The Festa del Catarratto also marks the final stop of ARCA’s Tour del Catarratto, which organizers say has visited 10 cities over the past 12 months in Sicily and beyond. The roadshow was designed to introduce trade professionals and consumers to wines made from a grape that many outside Sicily still know only vaguely or associate with bulk production. Producers involved in the project say reactions have often been shaped by surprise at the freshness, structure and range they believe modern Catarratto can deliver, from still whites to sparkling wines.

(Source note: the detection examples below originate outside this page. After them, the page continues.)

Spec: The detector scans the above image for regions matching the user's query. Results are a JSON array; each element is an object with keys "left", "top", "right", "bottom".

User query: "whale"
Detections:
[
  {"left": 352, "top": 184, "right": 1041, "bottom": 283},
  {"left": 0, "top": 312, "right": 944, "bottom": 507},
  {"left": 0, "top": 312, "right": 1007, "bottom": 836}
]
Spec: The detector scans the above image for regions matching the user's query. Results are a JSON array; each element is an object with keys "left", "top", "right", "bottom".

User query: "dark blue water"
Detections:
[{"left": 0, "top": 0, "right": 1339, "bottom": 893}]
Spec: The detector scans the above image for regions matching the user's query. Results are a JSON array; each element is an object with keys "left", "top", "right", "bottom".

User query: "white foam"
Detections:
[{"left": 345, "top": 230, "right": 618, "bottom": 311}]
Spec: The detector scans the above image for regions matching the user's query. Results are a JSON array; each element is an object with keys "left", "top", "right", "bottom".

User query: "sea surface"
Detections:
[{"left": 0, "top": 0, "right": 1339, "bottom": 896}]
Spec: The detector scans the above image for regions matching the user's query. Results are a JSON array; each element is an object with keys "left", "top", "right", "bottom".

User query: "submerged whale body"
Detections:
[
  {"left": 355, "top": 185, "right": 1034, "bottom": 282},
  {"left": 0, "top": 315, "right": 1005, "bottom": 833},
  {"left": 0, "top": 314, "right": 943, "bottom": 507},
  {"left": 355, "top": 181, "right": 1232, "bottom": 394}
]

Historically, Catarratto has deep roots on the island. Literary sources cited by organizers trace its widespread presence back to the 16th century. Its long success in Sicily has been tied to its adaptability across microclimates and its dependable productivity. Those same traits helped make it one of the island’s agricultural constants for centuries. What is changing now is not its place in Sicilian farming but its position in the quality conversation around Italian white wine.

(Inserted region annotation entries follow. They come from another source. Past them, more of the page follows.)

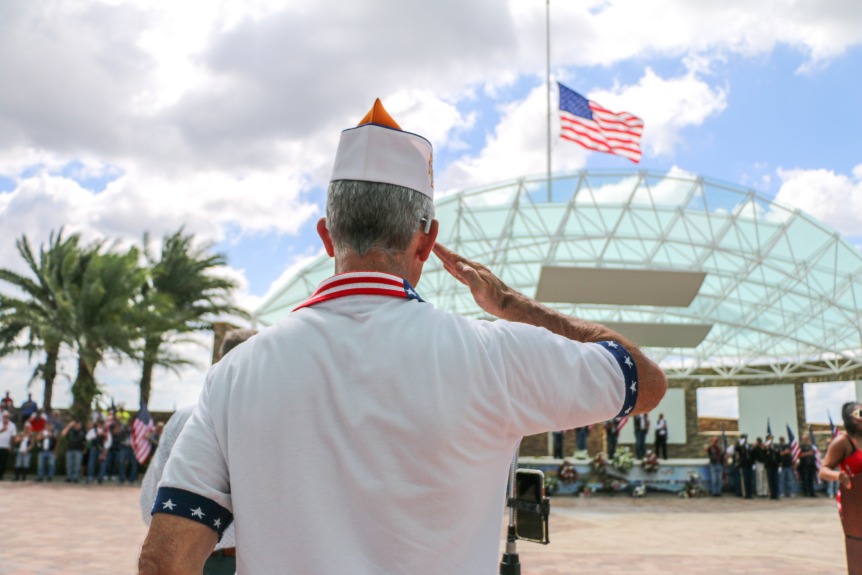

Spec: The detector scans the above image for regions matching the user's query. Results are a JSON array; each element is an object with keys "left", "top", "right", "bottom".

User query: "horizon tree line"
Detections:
[{"left": 0, "top": 228, "right": 249, "bottom": 419}]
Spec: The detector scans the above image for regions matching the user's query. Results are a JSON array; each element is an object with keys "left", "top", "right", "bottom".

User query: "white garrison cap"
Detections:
[{"left": 329, "top": 98, "right": 434, "bottom": 199}]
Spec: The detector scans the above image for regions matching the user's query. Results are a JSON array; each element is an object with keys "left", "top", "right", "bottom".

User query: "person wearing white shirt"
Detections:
[
  {"left": 0, "top": 410, "right": 18, "bottom": 481},
  {"left": 138, "top": 100, "right": 667, "bottom": 575}
]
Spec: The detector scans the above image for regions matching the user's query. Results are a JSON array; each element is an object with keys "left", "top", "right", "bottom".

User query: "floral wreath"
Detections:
[
  {"left": 557, "top": 459, "right": 578, "bottom": 484},
  {"left": 641, "top": 450, "right": 659, "bottom": 473}
]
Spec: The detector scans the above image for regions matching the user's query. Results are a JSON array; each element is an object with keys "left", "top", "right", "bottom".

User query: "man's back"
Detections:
[{"left": 163, "top": 296, "right": 624, "bottom": 574}]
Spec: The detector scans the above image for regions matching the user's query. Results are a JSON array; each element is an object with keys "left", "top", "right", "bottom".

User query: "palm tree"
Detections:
[
  {"left": 0, "top": 229, "right": 81, "bottom": 410},
  {"left": 57, "top": 242, "right": 146, "bottom": 424},
  {"left": 140, "top": 229, "right": 248, "bottom": 406}
]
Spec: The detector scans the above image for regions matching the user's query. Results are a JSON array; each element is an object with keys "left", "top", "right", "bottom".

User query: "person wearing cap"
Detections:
[{"left": 139, "top": 100, "right": 667, "bottom": 575}]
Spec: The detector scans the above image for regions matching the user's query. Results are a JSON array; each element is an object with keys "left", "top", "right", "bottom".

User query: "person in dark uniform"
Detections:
[
  {"left": 733, "top": 433, "right": 754, "bottom": 499},
  {"left": 605, "top": 417, "right": 620, "bottom": 459},
  {"left": 634, "top": 413, "right": 649, "bottom": 459},
  {"left": 764, "top": 435, "right": 781, "bottom": 499}
]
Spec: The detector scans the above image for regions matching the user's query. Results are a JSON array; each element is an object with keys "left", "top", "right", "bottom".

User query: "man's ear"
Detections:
[
  {"left": 419, "top": 220, "right": 440, "bottom": 262},
  {"left": 317, "top": 218, "right": 335, "bottom": 258}
]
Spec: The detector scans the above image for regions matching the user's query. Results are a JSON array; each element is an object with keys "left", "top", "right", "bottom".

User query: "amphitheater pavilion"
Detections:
[{"left": 255, "top": 170, "right": 862, "bottom": 457}]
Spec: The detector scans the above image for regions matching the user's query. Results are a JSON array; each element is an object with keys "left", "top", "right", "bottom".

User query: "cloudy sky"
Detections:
[{"left": 0, "top": 0, "right": 862, "bottom": 419}]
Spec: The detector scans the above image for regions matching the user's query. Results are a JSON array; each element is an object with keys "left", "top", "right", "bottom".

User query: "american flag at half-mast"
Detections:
[
  {"left": 132, "top": 405, "right": 155, "bottom": 464},
  {"left": 557, "top": 82, "right": 644, "bottom": 164}
]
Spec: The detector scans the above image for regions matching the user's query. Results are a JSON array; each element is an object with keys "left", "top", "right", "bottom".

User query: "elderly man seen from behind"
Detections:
[{"left": 139, "top": 100, "right": 667, "bottom": 575}]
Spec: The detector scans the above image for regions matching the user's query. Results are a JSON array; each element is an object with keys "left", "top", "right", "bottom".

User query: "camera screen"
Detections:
[{"left": 515, "top": 469, "right": 548, "bottom": 544}]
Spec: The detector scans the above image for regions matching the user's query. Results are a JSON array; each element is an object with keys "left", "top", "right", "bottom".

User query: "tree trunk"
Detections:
[
  {"left": 72, "top": 355, "right": 99, "bottom": 421},
  {"left": 138, "top": 338, "right": 162, "bottom": 409},
  {"left": 42, "top": 345, "right": 60, "bottom": 412}
]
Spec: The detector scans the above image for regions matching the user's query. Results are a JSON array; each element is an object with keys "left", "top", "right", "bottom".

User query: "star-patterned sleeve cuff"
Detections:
[
  {"left": 598, "top": 341, "right": 638, "bottom": 417},
  {"left": 151, "top": 487, "right": 233, "bottom": 541}
]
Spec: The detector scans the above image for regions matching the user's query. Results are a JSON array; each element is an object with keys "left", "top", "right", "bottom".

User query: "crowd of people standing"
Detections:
[
  {"left": 704, "top": 433, "right": 835, "bottom": 499},
  {"left": 0, "top": 391, "right": 163, "bottom": 485}
]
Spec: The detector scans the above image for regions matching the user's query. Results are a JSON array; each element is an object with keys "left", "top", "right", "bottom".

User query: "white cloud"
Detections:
[
  {"left": 589, "top": 68, "right": 727, "bottom": 156},
  {"left": 775, "top": 164, "right": 862, "bottom": 237}
]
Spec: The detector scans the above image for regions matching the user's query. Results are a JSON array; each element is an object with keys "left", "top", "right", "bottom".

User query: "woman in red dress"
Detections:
[{"left": 820, "top": 401, "right": 862, "bottom": 575}]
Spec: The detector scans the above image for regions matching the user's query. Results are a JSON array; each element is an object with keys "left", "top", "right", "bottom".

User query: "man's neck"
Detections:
[{"left": 335, "top": 252, "right": 409, "bottom": 280}]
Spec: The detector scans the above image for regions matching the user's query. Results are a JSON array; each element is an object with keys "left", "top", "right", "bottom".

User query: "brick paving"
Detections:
[{"left": 0, "top": 481, "right": 846, "bottom": 575}]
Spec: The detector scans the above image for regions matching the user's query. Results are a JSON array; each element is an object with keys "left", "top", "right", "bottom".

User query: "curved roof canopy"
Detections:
[{"left": 256, "top": 171, "right": 862, "bottom": 380}]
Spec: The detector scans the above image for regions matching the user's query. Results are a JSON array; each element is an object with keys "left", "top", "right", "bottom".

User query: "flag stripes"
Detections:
[
  {"left": 132, "top": 405, "right": 155, "bottom": 464},
  {"left": 557, "top": 83, "right": 643, "bottom": 163}
]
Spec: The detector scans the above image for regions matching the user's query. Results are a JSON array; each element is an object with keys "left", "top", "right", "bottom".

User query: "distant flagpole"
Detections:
[{"left": 545, "top": 0, "right": 551, "bottom": 204}]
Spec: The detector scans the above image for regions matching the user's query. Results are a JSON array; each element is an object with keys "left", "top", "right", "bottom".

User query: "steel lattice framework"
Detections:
[{"left": 256, "top": 171, "right": 862, "bottom": 380}]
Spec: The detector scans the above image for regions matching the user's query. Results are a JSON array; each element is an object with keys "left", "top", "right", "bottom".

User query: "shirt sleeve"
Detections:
[
  {"left": 140, "top": 407, "right": 193, "bottom": 525},
  {"left": 494, "top": 322, "right": 638, "bottom": 435},
  {"left": 152, "top": 368, "right": 233, "bottom": 539}
]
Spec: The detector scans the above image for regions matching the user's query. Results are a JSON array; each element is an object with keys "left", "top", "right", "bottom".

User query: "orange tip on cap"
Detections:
[{"left": 357, "top": 98, "right": 401, "bottom": 130}]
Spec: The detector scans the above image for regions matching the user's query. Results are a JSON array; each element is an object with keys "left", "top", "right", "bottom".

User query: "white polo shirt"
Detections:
[{"left": 153, "top": 274, "right": 637, "bottom": 575}]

Santa Cristina Gela offers a symbolic setting for that shift. The town lies about 40 minutes from central Palermo by car via the Palermo-Sciacca highway and is one of Sicily’s Arbëreshë communities, founded by descendants of Albanians who settled in southern Italy centuries ago. By placing tastings alongside costume parades and local dishes, organizers are trying to frame wine not as an isolated product but as part of a living rural culture.

That approach reflects a broader trend in Italian wine tourism, where smaller appellations and lesser-known grapes are increasingly promoted through festivals that combine tasting with place-based storytelling. In this case, ARCA is betting that Catarratto can gain stature not only through technical arguments about vineyards and vinification but also through direct contact between producers, residents and visitors in one of western Sicily’s historic inland communities.